After I finished wandering the Gamla Stan, I crossed over to the more modern downtown area (both the Gamla Stan tour and the modern Stockholm tour are outlined in Rick Steves’ book. The downtown tour was really great. It started in the Kungstradgarden (King’s Garden Square), which was originally the king’s vegetable garden but is nowadays (including today) a center for Swedes to hang out. I was in no hurry to leave, but I was in need of a WC. So I made my way to the nearby NK (Nordiska Kompaniet, AKA No Kronor left), and found a pay toilet there for 10 kr (about $1.50). Wandering around the store was amazing. I actually don’t think I’ve ever seen a department store anywhere else as beautiful.

I also wandered into a nearby shopping mall, and here the thing that impressed me most was that it was packed with Swedes spending kronor on a Monday afternoon at 3pm.

The walk ended up at the Hotorget, or Haymarket, which has a daily farmers market. I bought some strawberries to have with my muesli in the morning. The Concert Hall (which hosts the Nobel Prize award ceremony, and where I have tickets to the symphony on Wednesday evening) faces right out on the Hotorget, so I know exactly where to go for that.

By then it was past 16:00 and I was ready to call it a day.

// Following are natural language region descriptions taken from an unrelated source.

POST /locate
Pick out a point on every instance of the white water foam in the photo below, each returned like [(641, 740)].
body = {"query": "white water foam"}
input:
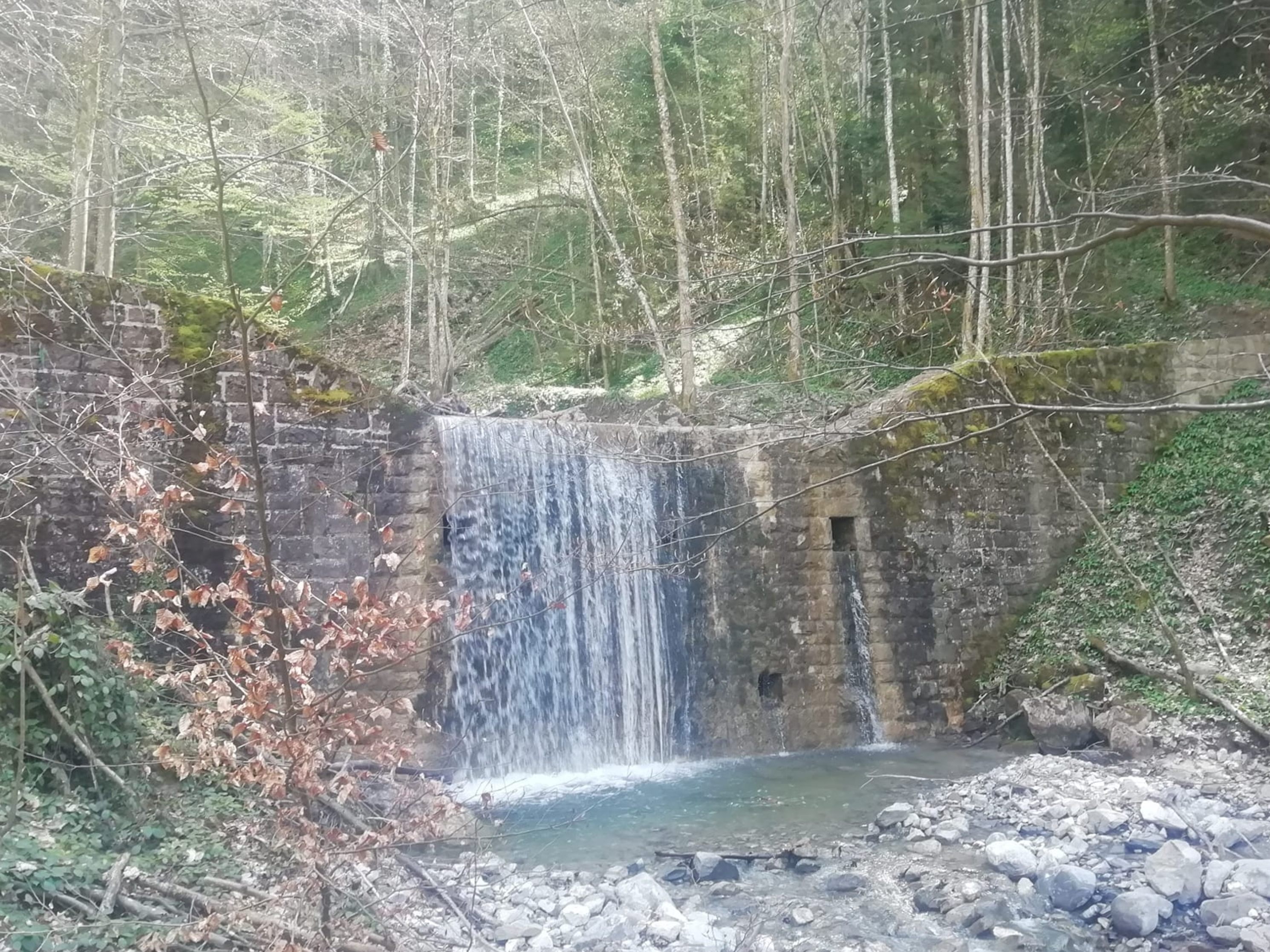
[(526, 788)]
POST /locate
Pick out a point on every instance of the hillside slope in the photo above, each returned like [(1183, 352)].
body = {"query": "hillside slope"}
[(1195, 529)]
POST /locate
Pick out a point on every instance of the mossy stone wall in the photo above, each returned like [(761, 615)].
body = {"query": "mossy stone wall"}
[(88, 360)]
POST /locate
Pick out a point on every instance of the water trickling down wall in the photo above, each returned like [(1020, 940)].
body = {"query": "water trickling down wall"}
[(760, 644), (566, 656)]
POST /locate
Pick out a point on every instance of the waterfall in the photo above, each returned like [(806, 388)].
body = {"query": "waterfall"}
[(860, 679), (562, 661)]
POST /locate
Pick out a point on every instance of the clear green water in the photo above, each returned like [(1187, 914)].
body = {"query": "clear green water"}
[(733, 806)]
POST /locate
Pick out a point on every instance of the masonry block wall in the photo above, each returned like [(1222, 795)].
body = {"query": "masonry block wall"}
[(954, 515), (86, 362), (958, 518)]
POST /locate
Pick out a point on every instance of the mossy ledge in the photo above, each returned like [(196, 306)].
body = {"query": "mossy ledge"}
[(199, 332)]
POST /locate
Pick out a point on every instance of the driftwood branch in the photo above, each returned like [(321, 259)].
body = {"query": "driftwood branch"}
[(113, 884), (1131, 666), (1001, 727), (51, 706), (210, 907), (411, 866), (1193, 598)]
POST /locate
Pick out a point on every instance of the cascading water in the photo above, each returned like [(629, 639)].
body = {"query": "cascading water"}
[(860, 676), (566, 662)]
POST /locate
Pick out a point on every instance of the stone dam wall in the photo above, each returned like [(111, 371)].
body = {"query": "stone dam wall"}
[(947, 504)]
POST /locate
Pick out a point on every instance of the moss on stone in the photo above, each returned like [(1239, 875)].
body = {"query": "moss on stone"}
[(323, 402), (195, 324)]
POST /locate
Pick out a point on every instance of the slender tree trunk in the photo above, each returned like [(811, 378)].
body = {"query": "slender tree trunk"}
[(984, 325), (889, 129), (498, 127), (1007, 161), (472, 144), (412, 167), (792, 227), (626, 279), (103, 257), (831, 134), (675, 198), (765, 124), (1166, 191), (87, 106), (864, 60), (971, 102), (709, 215)]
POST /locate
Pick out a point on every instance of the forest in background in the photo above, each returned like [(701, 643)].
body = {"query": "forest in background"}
[(591, 193)]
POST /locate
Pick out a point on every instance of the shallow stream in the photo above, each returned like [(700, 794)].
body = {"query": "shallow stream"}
[(751, 805)]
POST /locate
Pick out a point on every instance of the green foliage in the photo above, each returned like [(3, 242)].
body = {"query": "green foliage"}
[(1206, 497), (95, 695)]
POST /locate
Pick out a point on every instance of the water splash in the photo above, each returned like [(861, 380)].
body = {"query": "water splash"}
[(567, 662), (860, 676)]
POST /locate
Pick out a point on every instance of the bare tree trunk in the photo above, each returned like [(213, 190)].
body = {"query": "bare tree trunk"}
[(1166, 191), (889, 129), (984, 327), (1007, 161), (472, 144), (1036, 159), (970, 108), (765, 125), (626, 279), (675, 198), (834, 158), (88, 103), (498, 127), (103, 257), (792, 227), (864, 60), (709, 215), (412, 167)]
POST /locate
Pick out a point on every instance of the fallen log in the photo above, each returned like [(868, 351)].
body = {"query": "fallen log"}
[(211, 907), (414, 869), (1131, 666)]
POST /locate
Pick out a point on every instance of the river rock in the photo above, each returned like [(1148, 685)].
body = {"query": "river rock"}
[(1137, 913), (1059, 724), (1224, 912), (1226, 936), (802, 916), (845, 883), (1255, 875), (1255, 938), (1176, 871), (1161, 815), (664, 932), (1011, 858), (517, 929), (924, 847), (1104, 819), (1133, 715), (700, 932), (893, 815), (949, 832), (1216, 876), (576, 915), (712, 867), (1068, 888), (641, 893), (1131, 743)]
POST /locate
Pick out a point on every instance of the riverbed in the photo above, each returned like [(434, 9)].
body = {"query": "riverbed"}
[(746, 805)]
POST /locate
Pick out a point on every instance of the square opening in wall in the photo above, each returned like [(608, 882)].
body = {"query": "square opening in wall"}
[(843, 531)]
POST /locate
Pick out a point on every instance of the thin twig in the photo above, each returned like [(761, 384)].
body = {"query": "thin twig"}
[(1131, 666), (42, 690)]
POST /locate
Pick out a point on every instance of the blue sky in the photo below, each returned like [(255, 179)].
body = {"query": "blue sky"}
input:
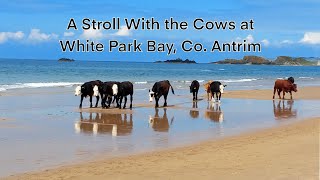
[(33, 28)]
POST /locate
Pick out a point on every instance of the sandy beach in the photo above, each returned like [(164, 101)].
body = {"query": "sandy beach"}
[(266, 94), (288, 151)]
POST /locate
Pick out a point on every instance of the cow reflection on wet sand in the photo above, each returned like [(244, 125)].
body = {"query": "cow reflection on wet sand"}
[(158, 123), (214, 112), (104, 123), (282, 111), (194, 113)]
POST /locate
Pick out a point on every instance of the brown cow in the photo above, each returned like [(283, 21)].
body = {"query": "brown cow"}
[(207, 89), (284, 86)]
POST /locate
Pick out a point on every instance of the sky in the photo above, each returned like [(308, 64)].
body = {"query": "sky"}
[(31, 29)]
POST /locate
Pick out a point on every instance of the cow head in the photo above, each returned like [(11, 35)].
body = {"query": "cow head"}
[(114, 89), (77, 91), (151, 95), (221, 87), (95, 90)]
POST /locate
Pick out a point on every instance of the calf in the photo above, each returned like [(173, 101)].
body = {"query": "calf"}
[(284, 86), (160, 88), (108, 90), (216, 88), (207, 89), (194, 88), (124, 89), (88, 89)]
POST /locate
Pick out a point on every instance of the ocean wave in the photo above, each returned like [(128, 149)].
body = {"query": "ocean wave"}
[(37, 85), (239, 80)]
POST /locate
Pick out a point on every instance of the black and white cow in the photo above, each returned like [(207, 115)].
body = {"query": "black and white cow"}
[(124, 89), (88, 89), (217, 88), (194, 88), (160, 88), (108, 90)]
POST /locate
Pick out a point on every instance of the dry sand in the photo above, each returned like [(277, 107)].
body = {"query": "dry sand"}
[(311, 93), (286, 152)]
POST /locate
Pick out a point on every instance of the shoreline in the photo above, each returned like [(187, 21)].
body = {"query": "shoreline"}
[(266, 153)]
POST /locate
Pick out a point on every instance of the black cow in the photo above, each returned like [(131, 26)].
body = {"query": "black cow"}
[(160, 88), (194, 88), (124, 89), (108, 90), (217, 89), (88, 89)]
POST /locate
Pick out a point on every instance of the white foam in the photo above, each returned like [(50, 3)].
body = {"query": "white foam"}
[(37, 85), (239, 80), (141, 82)]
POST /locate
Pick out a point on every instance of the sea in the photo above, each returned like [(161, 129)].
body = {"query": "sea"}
[(24, 74)]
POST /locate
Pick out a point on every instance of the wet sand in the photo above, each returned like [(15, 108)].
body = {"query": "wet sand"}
[(290, 151), (286, 152), (311, 93)]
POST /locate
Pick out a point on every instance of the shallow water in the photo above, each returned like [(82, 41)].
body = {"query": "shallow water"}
[(44, 130)]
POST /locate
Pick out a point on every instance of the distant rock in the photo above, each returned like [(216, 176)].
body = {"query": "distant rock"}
[(66, 60), (178, 61)]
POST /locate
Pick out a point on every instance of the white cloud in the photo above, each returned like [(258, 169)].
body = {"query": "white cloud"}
[(92, 34), (265, 42), (123, 31), (311, 38), (286, 42), (68, 34), (249, 39), (5, 36), (37, 36)]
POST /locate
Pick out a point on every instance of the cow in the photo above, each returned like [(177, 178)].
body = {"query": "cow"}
[(160, 123), (124, 89), (160, 88), (193, 112), (194, 88), (214, 113), (207, 89), (90, 89), (108, 90), (285, 86), (217, 88)]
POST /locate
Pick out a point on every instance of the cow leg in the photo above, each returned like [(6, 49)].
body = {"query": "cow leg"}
[(119, 105), (90, 101), (165, 100), (97, 101), (81, 99), (197, 95), (131, 101), (125, 102), (157, 100), (279, 91)]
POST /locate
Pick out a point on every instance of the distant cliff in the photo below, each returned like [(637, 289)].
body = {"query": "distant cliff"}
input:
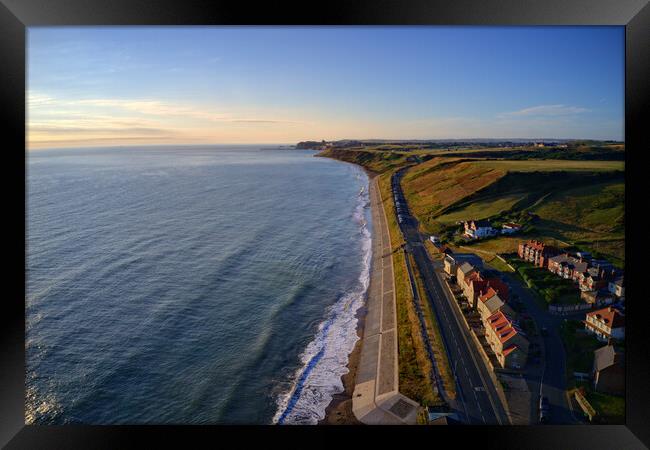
[(311, 145)]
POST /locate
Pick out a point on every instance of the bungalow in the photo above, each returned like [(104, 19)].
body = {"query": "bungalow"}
[(617, 287), (536, 252), (510, 228), (567, 266), (477, 229), (607, 323), (506, 339), (608, 372)]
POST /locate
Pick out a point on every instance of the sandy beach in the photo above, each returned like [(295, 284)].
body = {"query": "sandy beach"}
[(339, 411)]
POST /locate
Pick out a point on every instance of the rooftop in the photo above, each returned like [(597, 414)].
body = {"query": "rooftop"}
[(610, 316)]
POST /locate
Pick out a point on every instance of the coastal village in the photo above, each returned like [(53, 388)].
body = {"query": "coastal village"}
[(498, 310), (506, 335)]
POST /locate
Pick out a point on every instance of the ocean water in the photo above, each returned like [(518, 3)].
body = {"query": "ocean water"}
[(196, 285)]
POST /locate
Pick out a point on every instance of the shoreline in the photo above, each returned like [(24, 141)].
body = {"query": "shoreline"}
[(339, 410)]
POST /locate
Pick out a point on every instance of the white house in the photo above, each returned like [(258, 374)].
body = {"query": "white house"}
[(479, 229)]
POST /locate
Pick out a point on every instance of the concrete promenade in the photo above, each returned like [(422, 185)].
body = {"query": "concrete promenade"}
[(376, 399)]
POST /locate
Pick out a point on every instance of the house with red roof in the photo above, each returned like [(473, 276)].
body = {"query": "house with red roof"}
[(507, 340), (477, 229), (489, 302), (476, 285), (607, 323), (536, 252)]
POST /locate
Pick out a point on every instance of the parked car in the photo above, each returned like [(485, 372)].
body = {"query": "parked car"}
[(543, 410)]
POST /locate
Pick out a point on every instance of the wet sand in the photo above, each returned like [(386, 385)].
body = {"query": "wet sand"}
[(339, 411)]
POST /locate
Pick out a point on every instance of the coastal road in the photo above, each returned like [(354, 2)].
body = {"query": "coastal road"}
[(376, 399), (477, 401), (553, 378)]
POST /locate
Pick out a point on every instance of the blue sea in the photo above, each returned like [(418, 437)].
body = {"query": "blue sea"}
[(191, 285)]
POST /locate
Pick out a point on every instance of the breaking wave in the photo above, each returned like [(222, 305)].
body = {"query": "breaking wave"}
[(324, 360)]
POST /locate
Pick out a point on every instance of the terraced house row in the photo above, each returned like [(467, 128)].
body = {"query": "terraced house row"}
[(489, 296)]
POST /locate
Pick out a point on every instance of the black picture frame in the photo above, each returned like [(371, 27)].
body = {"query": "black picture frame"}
[(16, 15)]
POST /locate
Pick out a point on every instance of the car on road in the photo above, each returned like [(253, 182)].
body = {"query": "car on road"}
[(543, 410), (543, 403)]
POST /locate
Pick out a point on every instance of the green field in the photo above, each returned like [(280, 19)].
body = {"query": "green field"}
[(549, 287), (574, 203), (414, 364)]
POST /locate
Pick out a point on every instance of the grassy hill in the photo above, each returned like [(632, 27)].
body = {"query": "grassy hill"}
[(568, 202), (573, 203)]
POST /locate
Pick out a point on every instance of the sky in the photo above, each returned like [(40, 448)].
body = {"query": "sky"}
[(98, 86)]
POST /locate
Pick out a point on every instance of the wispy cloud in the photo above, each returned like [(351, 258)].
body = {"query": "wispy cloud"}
[(545, 110)]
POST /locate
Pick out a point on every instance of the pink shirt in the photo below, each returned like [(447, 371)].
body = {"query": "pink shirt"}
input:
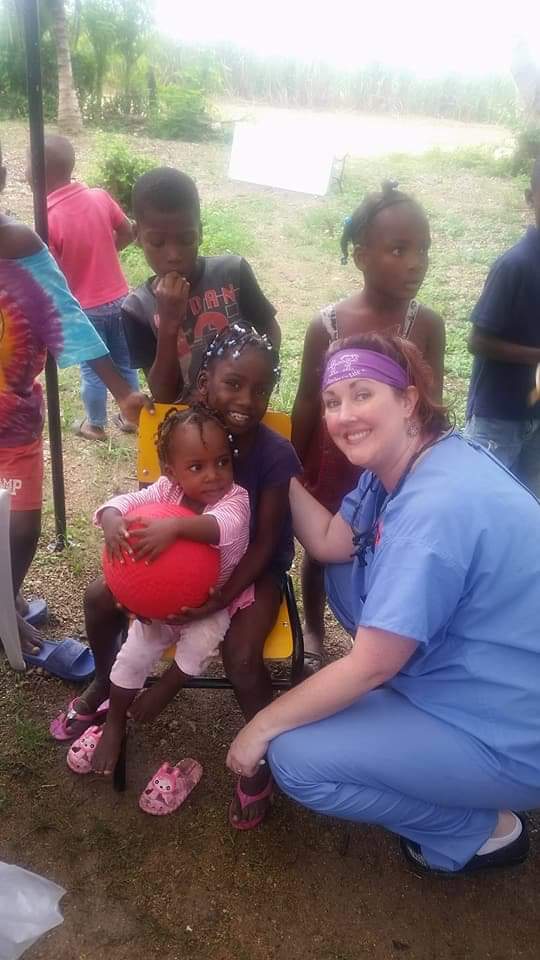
[(231, 512), (82, 224)]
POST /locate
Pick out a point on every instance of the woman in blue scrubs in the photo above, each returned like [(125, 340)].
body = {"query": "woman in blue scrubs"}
[(430, 726)]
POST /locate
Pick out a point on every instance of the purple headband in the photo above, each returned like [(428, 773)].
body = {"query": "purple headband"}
[(357, 364)]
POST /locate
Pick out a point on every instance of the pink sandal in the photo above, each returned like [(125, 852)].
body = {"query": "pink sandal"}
[(246, 800), (170, 786), (80, 753), (69, 724)]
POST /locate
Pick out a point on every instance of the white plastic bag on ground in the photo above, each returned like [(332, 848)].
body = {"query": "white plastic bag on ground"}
[(28, 908)]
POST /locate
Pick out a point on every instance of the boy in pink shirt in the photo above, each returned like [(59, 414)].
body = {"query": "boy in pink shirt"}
[(87, 228)]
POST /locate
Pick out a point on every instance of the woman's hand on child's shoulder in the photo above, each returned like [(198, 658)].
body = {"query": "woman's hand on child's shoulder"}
[(116, 535)]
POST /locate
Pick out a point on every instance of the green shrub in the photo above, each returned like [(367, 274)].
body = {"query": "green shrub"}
[(181, 113), (117, 170), (527, 149)]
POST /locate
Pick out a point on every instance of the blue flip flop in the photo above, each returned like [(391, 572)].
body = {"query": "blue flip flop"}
[(68, 659), (38, 612)]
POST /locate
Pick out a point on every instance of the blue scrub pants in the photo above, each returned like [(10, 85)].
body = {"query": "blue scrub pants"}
[(384, 761)]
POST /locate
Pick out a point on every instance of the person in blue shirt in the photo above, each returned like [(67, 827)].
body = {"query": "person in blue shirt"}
[(430, 725), (502, 413)]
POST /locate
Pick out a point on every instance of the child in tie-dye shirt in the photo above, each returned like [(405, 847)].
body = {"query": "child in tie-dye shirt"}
[(37, 314)]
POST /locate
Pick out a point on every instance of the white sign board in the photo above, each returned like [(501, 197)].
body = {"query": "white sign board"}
[(282, 153)]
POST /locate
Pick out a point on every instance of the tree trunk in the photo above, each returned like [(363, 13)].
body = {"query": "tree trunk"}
[(69, 111)]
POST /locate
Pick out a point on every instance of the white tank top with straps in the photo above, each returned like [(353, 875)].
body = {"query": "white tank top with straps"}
[(329, 320)]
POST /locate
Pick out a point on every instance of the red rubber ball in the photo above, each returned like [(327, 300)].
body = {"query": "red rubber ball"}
[(179, 577)]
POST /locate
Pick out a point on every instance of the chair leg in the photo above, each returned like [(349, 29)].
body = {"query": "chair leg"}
[(297, 659), (120, 770), (9, 631)]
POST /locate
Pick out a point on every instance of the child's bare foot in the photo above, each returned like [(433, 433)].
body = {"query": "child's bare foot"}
[(31, 639), (92, 697), (108, 749), (313, 651), (252, 786)]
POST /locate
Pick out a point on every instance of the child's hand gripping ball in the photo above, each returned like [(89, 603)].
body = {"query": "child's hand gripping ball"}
[(181, 576)]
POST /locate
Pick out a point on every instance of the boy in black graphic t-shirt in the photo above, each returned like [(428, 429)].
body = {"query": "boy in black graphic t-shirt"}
[(170, 319)]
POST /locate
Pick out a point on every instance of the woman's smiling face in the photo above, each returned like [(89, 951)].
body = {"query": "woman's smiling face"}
[(367, 421)]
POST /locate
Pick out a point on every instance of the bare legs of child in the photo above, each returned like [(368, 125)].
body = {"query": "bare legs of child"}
[(24, 531), (144, 708), (314, 601), (242, 652), (105, 625)]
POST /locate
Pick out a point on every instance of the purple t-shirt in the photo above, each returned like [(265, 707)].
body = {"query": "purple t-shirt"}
[(272, 461)]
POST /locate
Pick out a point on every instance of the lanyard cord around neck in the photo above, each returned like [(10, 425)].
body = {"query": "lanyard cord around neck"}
[(365, 540)]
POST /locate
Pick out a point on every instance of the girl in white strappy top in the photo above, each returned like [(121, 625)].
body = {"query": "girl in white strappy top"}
[(390, 235)]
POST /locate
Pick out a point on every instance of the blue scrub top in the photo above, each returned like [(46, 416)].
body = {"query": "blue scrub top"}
[(453, 562)]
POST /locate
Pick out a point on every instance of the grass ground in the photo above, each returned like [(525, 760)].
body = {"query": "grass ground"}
[(189, 887)]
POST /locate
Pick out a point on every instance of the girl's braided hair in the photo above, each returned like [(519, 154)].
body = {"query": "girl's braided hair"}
[(355, 227), (233, 340), (195, 415)]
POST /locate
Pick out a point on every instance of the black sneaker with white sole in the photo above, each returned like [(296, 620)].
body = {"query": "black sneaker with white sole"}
[(510, 856)]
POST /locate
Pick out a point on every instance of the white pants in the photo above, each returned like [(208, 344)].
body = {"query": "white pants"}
[(196, 644)]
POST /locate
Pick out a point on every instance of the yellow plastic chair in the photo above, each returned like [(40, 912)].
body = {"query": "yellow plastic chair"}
[(286, 641)]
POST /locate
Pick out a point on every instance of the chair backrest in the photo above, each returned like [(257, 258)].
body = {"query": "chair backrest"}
[(148, 469)]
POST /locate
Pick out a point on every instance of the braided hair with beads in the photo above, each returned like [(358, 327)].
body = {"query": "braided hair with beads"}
[(233, 340), (356, 227), (196, 415)]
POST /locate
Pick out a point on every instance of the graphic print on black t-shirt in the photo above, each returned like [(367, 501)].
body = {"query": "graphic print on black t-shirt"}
[(225, 291)]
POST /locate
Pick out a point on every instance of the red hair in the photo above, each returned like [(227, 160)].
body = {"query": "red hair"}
[(432, 416)]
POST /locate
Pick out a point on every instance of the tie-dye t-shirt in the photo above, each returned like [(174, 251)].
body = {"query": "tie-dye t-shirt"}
[(37, 313)]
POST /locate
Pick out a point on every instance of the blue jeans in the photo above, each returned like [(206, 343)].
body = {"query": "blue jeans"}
[(516, 443), (107, 321)]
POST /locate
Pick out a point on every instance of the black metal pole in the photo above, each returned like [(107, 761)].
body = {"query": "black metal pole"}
[(37, 151)]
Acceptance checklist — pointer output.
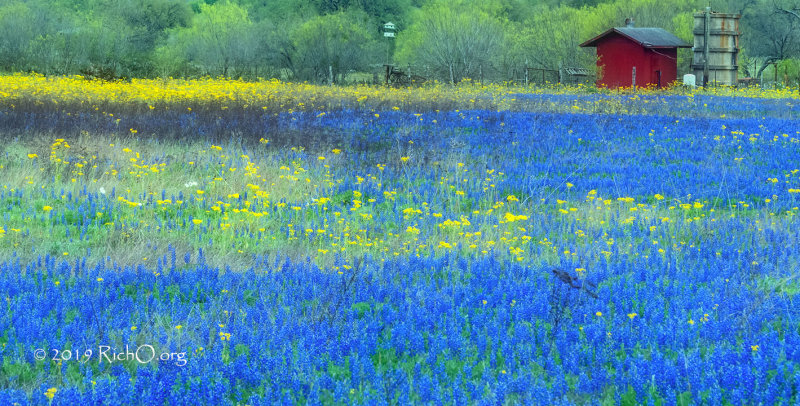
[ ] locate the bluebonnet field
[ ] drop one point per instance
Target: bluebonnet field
(467, 256)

I took the T‐bana, which was jam packed, back “home,” and did some laundry (nice benefit to staying at an apartment is that is has free laundry facilities in the building. Never mind that I had a hard time telling which was a washer and which was a dryer, not to mention figuring out the instructions on how to use them. But laundry done, I’m here at the Roxy, fabulous dinner of lamb shank with new potatoes and sauteed onions and peppers eaten, two glasses of wine drunk, ready for an after‐dinner walk, so I’m going to sign off now. This has been a long post! Did you read it all? Are you enjoying my posts? Please comment! I’d love to hear from friends and family back home or wherever you are!

Tomorrow I’m going to take an excursion to Uppsala. I’m not sure how long I’ll spend there, and I don’t want to be pressured to hurry back. I’ll have Wednesday and Thursday to finish my exploration of Stockholm, but Wednesday night I have the symphony concert, and Thursday evening I leave on the ferry for Tallinn.

It’s starting to get chilly. I’m going to get my jacket and go take my walk. Cheers!

P.S. I’ve added a few pics of things I found on my walk, including a really nice sunset from up on a hill where there’s a church and a park where kids were hanging out drinking.

3 thoughts on “Intro to Stockholm

  1. David, sorry I didn’t enjoy Skansen. It was already on my list of things to do here; just not my thing. And Melanie. I haven’t seen any reindeer on the menu anywhere. I’ll look for it in Helsinki.

  2. Great read, Lane. I’m enjoying your observations. I’m glad that you’re enjoying the location. If you are playing it by ear a little, I would suggest you try visiting Skansen, which is in Stockholm. It’s a very interesting place.